The stock market is a leading indicator. Obviously, investors are looking out six months and think things will be better, demand will be up, and the business cycle will return to expansion.
7. Supplies are falling
According to the Energy Department, supplies of crude oil fell 475,000 barrels to 357.9 million last week. Gasoline stockpiles tumbled 3.47 million barrels to 222.6 million. This was the biggest decline since Oct. 9, 2009.
On the flip side, demand picked up… Consumption of gasoline jumped 6.1 percent last week to 9.38 million barrels a day — the biggest one-week increase since Feb. 19.
8. The dollar is falling
The Flight to Risk
Over the past year, investors afraid of risk bought the dollar in a “flight to safety.”

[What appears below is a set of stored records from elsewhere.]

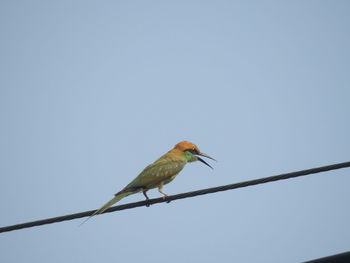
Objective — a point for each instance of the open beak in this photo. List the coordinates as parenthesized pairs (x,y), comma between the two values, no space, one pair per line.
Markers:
(207,156)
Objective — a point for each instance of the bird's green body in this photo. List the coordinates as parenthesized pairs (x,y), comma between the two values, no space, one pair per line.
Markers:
(159,173)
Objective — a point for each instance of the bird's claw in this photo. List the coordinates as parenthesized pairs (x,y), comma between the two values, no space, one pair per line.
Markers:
(166,198)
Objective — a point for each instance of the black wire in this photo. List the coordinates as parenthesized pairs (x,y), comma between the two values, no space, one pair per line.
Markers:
(180,196)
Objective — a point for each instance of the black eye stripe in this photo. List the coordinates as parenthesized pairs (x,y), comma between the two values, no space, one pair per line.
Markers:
(192,150)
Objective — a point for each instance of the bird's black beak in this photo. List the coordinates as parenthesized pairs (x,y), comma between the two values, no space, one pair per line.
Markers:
(207,156)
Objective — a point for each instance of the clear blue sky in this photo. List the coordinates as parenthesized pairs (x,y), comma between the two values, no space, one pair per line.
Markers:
(93,91)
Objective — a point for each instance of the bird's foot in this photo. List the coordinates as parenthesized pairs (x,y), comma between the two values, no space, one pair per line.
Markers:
(166,198)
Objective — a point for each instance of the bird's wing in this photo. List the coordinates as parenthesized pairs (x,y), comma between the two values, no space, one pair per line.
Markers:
(156,173)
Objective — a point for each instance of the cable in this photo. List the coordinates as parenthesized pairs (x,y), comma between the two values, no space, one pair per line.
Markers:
(180,196)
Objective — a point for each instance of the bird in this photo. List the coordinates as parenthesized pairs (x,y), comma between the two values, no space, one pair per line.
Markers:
(159,173)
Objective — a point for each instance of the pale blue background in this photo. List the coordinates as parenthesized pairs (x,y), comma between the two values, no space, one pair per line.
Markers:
(93,91)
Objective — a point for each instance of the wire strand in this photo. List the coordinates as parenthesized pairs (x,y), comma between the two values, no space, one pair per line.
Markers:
(180,196)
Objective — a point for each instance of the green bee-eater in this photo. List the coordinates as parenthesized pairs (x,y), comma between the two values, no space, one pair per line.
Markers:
(159,173)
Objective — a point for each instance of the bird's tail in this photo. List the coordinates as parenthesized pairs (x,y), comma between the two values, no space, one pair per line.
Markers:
(116,198)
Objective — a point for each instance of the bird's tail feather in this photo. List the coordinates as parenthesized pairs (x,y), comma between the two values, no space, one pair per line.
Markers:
(117,198)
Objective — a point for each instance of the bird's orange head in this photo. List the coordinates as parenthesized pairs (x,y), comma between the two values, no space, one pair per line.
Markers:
(192,152)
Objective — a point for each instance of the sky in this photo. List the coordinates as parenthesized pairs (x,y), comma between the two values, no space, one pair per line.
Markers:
(91,92)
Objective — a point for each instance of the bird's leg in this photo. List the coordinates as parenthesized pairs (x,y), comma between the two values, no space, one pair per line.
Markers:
(144,191)
(165,195)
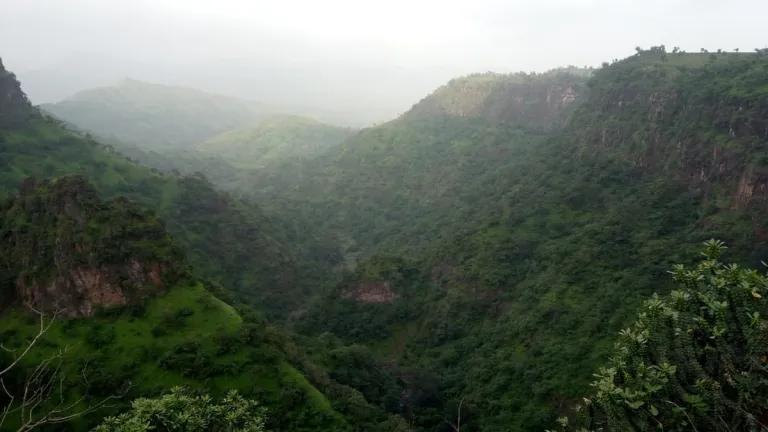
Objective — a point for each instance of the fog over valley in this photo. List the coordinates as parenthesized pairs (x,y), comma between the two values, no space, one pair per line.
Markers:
(365,60)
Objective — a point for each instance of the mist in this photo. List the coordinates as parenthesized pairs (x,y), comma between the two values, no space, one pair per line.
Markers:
(369,60)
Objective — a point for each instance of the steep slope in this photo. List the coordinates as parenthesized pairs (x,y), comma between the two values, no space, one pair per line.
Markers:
(228,240)
(276,139)
(417,179)
(148,324)
(155,116)
(63,249)
(513,313)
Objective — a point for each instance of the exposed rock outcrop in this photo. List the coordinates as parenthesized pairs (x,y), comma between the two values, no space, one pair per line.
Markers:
(70,252)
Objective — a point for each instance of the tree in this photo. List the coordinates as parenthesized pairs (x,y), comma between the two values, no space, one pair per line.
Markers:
(40,398)
(695,359)
(182,410)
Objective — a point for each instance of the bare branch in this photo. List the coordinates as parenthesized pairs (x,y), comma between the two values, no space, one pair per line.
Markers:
(43,328)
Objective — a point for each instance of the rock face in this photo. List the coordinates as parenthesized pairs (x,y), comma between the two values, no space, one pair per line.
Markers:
(537,102)
(65,250)
(14,106)
(372,292)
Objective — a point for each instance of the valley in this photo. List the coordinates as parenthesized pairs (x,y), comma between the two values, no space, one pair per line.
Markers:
(512,252)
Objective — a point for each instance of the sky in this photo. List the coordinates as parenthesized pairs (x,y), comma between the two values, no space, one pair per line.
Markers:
(344,54)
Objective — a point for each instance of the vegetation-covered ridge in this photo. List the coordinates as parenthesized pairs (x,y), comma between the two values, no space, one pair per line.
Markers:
(513,310)
(153,115)
(254,254)
(539,102)
(275,140)
(693,360)
(415,181)
(64,250)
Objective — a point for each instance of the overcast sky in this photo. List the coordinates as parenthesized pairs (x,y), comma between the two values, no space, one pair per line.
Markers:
(425,41)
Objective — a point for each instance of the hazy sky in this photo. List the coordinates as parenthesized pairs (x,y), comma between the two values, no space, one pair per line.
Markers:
(396,41)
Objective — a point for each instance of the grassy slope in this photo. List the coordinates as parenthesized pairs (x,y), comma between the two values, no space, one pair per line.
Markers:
(248,246)
(153,115)
(134,348)
(515,313)
(275,139)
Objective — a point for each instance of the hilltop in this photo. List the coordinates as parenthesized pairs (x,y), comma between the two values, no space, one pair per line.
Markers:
(227,239)
(515,304)
(153,115)
(128,307)
(274,140)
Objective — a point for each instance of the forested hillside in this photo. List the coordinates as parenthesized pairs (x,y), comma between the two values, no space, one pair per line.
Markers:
(494,239)
(662,152)
(155,116)
(276,140)
(122,312)
(228,240)
(439,168)
(124,316)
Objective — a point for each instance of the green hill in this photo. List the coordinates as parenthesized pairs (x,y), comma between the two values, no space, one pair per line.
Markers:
(228,240)
(126,310)
(274,140)
(516,303)
(153,115)
(418,179)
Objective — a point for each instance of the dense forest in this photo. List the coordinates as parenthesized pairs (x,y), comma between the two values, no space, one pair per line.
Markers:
(533,251)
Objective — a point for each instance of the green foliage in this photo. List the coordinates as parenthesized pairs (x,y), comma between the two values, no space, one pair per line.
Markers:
(227,240)
(155,116)
(181,410)
(275,140)
(210,352)
(694,359)
(558,244)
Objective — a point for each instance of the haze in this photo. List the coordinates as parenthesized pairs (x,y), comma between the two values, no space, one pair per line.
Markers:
(368,60)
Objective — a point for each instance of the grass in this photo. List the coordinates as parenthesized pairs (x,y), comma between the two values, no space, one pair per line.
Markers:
(134,347)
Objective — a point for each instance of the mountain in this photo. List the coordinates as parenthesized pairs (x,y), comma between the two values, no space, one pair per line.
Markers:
(126,256)
(420,178)
(153,115)
(544,248)
(127,307)
(126,311)
(274,140)
(228,240)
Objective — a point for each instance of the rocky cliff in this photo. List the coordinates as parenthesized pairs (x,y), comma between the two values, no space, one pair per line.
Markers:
(539,102)
(701,123)
(65,250)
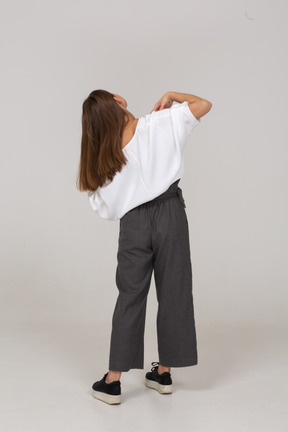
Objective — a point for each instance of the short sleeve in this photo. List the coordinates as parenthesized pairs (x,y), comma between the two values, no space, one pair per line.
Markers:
(183,122)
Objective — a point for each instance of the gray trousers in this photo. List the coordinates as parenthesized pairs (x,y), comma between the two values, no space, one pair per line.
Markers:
(154,235)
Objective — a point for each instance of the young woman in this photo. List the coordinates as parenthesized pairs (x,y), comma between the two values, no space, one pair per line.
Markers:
(130,168)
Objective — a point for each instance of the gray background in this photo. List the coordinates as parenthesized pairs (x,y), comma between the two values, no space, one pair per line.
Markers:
(58,257)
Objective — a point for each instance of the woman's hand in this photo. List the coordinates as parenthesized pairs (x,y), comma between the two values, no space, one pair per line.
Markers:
(165,102)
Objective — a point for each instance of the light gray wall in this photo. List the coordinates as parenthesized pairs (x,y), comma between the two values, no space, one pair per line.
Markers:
(58,258)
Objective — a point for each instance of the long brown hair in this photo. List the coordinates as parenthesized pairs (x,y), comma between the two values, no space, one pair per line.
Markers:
(103,122)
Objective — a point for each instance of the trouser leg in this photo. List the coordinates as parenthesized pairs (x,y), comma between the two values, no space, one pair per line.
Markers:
(176,332)
(133,278)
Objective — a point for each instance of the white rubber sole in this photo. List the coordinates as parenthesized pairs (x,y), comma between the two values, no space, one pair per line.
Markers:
(163,389)
(110,399)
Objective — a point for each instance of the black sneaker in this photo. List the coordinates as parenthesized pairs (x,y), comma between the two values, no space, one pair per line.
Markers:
(160,382)
(107,392)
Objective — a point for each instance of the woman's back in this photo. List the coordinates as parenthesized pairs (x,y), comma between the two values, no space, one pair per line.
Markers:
(155,156)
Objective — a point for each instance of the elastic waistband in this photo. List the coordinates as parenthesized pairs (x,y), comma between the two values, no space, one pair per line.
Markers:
(173,190)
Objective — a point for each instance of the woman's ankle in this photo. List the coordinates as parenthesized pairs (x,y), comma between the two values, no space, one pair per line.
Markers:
(113,376)
(162,369)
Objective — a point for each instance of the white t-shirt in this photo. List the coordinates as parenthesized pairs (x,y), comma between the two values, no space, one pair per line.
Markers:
(155,160)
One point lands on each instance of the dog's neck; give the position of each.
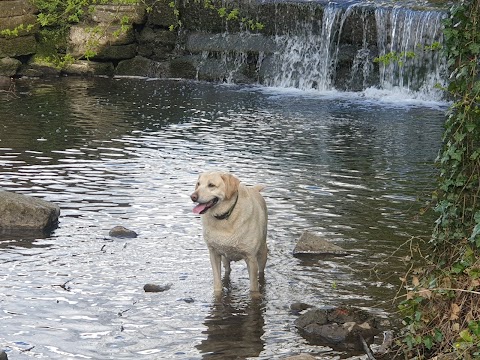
(227, 214)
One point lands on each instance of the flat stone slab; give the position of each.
(313, 244)
(22, 212)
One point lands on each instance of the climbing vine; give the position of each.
(441, 311)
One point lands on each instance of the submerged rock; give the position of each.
(22, 212)
(156, 288)
(122, 232)
(339, 328)
(313, 244)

They accepted almost zero percent interest rates on a fiat currency backed by tremendous debt and unfunded entitlements as far as the eye can see…
I’m not sure why investors see the dollar and U.S. Treasury bonds as a safe investment to flock to in times of international tribulation, but they do. Tradition, I guess.
But I digress. The point is as the world economy is percolating off the bottom, investors are seeking out greater returns.
Since mid-June, you see a “flight to risk.” UUP is an ETF that goes up at twice the rate for the U.S. dollar against a basket of currencies.
As the dollar falls, prices of things that are priced in dollars and yet have intrinsic value — such as oil, food, gold, copper — tend to go up in price.
And judging by the chart above, the dollar could fall a bit more before we get a bounce.